Decades of research have demonstrated that diabetes affects racial and ethnic minority and low-income adult populations in the U.S. disproportionately. ⁴ These patients face barriers to accessing diabetes care—many lack adequate insurance coverage, do not have access to at-home health monitoring devices, and face food insecurity, increasing their risk for developing diabetes and health complications from diabetes. Furthermore, lack of adequate insurance coverage often leads individuals to seek care in emergency departments (ED) rather than in primary care settings. In 2020, there were approximately 17 million ED visits for adults with diabetes, making it the second most prevalent chronic disease among ED patients.^2,5 Additionally, lack of or limited access to primary care clinics presents a barriers to continuity of care, health maintenance education, and effective communication with a single provider, increasing risks for acute diabetes complications. ⁶

The Patient Protection and Affordable Care Act (ACA) has improved access to healthcare for people with diabetes.^{7 -10} The ACA made it illegal for insurers to deny coverage or charge higher premiums to people with pre-existing conditions like diabetes, which helped millions of Americans gain coverage without discrimination based on health status. ¹¹ Gaining insurance led to improved access and utilization of primary care clinics and preventive services. ¹² Further, 1 previous study found a significantly greater rate of primary care visits for abnormal blood glucose (ABG) in patients receiving care in community-based health clinics (CHCs) in Medicaid expansion states, relative to CHC patients in non-expansion states starting in 2014. ¹³ The evidence suggests that people without adequate health insurance coverage may forego or delay their care, resulting in higher ED use. However, this study relied on primary care clinic electronic health records (EHR) data only and cannot inform whether corresponding changes in visits for preventable acute diabetes complications are shown in inpatient or ED settings. The present study uses Medicaid administrative claims data linked with EHR data to evaluate whether gaining Medicaid following ACA-related expansions led to changes in the rate of acute diabetes complications diagnosed in primary care clinics relative to inpatient, ED, or urgent care (UC) settings. We hypothesize that those who gained Medicaid following the ACA will demonstrate an increased rate of diagnoses in primary care clinics relative to other settings.

Methods

This retrospective cohort study uses EHR data linked to Oregon Medicaid claims. The EHR data are from the Accelerating Data Value Across a National Community Health Center Network (ADVANCE) of CHCs. ¹⁴ ADVANCE data are from the OCHIN (not an acronym) network. OCHIN offers a fully hosted and tailored instance of OCHIN Epic practice management and EHR solutions. The data are centralized and standardized in the ADVANCE data warehouse using the PCORnet common data model. There were 111 clinics in the OCHIN network in Oregon included in the present study. EHR data were necessary to determine insurance status and patient characteristics. The study period is 2014 to 2019. The years 2012 and 2013 were utilized to determine insurance status prior to 2014.

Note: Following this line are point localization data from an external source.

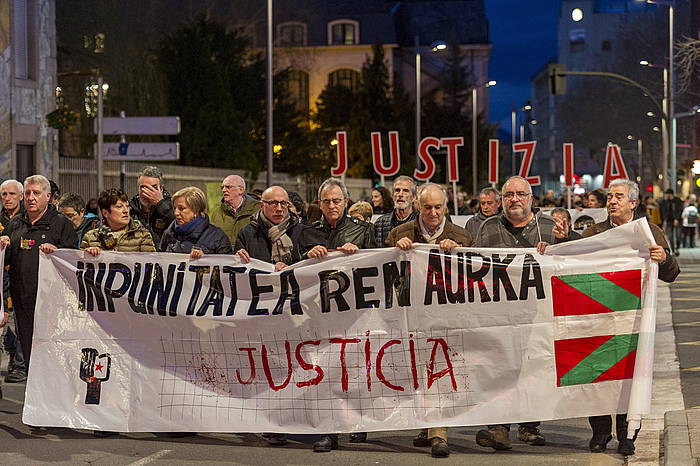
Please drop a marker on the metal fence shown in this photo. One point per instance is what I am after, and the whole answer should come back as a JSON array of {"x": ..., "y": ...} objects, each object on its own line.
[{"x": 79, "y": 175}]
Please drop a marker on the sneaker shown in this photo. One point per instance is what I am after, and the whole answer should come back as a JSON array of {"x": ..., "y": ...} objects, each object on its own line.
[
  {"x": 495, "y": 437},
  {"x": 599, "y": 443},
  {"x": 276, "y": 440},
  {"x": 16, "y": 376},
  {"x": 358, "y": 437},
  {"x": 530, "y": 435},
  {"x": 625, "y": 447},
  {"x": 421, "y": 439},
  {"x": 439, "y": 448},
  {"x": 326, "y": 443}
]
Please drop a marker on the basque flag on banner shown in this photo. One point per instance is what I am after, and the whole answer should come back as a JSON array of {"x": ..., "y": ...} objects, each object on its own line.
[{"x": 598, "y": 358}]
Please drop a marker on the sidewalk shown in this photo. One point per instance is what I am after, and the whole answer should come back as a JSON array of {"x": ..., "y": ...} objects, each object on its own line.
[{"x": 681, "y": 434}]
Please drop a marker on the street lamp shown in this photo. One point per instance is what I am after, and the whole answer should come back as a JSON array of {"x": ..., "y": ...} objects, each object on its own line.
[
  {"x": 474, "y": 117},
  {"x": 435, "y": 46}
]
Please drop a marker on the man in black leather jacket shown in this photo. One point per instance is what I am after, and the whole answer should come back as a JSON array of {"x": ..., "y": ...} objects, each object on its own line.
[{"x": 335, "y": 230}]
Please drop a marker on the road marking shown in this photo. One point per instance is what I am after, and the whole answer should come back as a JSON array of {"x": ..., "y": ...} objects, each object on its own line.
[{"x": 150, "y": 458}]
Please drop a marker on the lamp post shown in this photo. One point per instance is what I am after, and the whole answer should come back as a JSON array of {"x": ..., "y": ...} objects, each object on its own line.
[
  {"x": 474, "y": 119},
  {"x": 437, "y": 45}
]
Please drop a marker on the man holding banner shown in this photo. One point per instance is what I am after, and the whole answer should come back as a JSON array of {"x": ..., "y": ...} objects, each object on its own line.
[
  {"x": 404, "y": 194},
  {"x": 516, "y": 227},
  {"x": 622, "y": 200},
  {"x": 431, "y": 227}
]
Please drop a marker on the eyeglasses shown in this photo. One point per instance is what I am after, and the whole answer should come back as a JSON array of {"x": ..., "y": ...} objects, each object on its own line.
[
  {"x": 276, "y": 203},
  {"x": 334, "y": 201},
  {"x": 519, "y": 194}
]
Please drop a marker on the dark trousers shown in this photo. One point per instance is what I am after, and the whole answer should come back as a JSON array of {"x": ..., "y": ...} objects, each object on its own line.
[
  {"x": 602, "y": 426},
  {"x": 25, "y": 331},
  {"x": 527, "y": 425}
]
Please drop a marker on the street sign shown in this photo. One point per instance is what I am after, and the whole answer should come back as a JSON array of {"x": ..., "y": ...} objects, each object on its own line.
[
  {"x": 118, "y": 126},
  {"x": 140, "y": 151}
]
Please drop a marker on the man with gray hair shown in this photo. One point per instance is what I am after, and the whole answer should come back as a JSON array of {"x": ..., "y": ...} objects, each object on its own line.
[
  {"x": 335, "y": 231},
  {"x": 152, "y": 206},
  {"x": 489, "y": 205},
  {"x": 236, "y": 209},
  {"x": 404, "y": 192},
  {"x": 40, "y": 228},
  {"x": 621, "y": 204}
]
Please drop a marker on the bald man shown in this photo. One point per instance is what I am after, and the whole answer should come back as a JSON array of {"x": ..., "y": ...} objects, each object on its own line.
[{"x": 236, "y": 208}]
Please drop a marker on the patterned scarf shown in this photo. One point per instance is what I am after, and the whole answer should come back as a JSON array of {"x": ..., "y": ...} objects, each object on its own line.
[
  {"x": 431, "y": 239},
  {"x": 281, "y": 242}
]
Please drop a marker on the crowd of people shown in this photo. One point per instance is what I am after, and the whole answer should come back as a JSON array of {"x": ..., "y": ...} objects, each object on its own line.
[{"x": 278, "y": 227}]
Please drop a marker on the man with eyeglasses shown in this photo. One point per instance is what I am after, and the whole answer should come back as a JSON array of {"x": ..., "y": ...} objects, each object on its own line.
[
  {"x": 622, "y": 200},
  {"x": 273, "y": 233},
  {"x": 404, "y": 192},
  {"x": 236, "y": 208},
  {"x": 517, "y": 226},
  {"x": 335, "y": 231}
]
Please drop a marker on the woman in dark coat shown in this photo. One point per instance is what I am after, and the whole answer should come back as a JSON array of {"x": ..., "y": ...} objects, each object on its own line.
[{"x": 191, "y": 233}]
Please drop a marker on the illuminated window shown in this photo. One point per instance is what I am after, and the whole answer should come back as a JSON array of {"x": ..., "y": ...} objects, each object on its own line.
[{"x": 344, "y": 77}]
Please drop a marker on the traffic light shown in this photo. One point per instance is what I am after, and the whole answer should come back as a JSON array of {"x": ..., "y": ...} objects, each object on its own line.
[{"x": 557, "y": 80}]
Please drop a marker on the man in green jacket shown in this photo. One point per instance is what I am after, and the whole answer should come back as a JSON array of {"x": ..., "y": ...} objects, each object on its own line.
[{"x": 236, "y": 208}]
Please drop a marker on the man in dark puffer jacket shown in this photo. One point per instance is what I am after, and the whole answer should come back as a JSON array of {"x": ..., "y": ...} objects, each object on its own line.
[{"x": 273, "y": 233}]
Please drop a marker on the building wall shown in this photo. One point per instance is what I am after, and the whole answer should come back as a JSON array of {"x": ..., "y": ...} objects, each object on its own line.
[{"x": 25, "y": 102}]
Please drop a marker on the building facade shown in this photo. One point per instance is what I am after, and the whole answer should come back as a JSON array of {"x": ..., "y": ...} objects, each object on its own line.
[{"x": 27, "y": 88}]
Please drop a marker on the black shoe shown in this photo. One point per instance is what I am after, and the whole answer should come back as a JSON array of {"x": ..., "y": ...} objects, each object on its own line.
[
  {"x": 326, "y": 443},
  {"x": 16, "y": 376},
  {"x": 625, "y": 447},
  {"x": 599, "y": 443},
  {"x": 276, "y": 440},
  {"x": 421, "y": 440},
  {"x": 439, "y": 448},
  {"x": 358, "y": 437}
]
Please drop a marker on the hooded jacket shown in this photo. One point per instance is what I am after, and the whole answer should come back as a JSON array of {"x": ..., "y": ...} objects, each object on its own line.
[
  {"x": 23, "y": 252},
  {"x": 232, "y": 222},
  {"x": 211, "y": 239},
  {"x": 254, "y": 238},
  {"x": 347, "y": 230},
  {"x": 158, "y": 219}
]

Medicaid enrollment, outpatient, and inpatient administrative claims data are from the Medicaid Management Information System of the Oregon Health Authority. Patient-level linkages were created between the EHR and Medicaid data using each individual patient’s Oregon Medicaid identification number, a unique identifier appearing in both data sources.

The sample was selected using EHR and Medicaid claims data. Using EHR data, patients were included if they were age 19 to 64 years (adult Medicaid eligibility), had a diagnosis of diabetes, and had at least 1 ambulatory visit at one of the Oregon OCHIN clinics between 2012 and 2019. The years 2012 and 2013 were utilized to determine insurance status prior to 2014. Patients who were pregnant between 2012 and 2019 or who had Medicare coverage were excluded as these patients have different care needs and/or coverage benefits. Using the claims data, we selected patients who had at least 1 diagnosis of an acute diabetes complication (in any setting). The sample included 3767 adult Medicaid-eligible patients with diabetes.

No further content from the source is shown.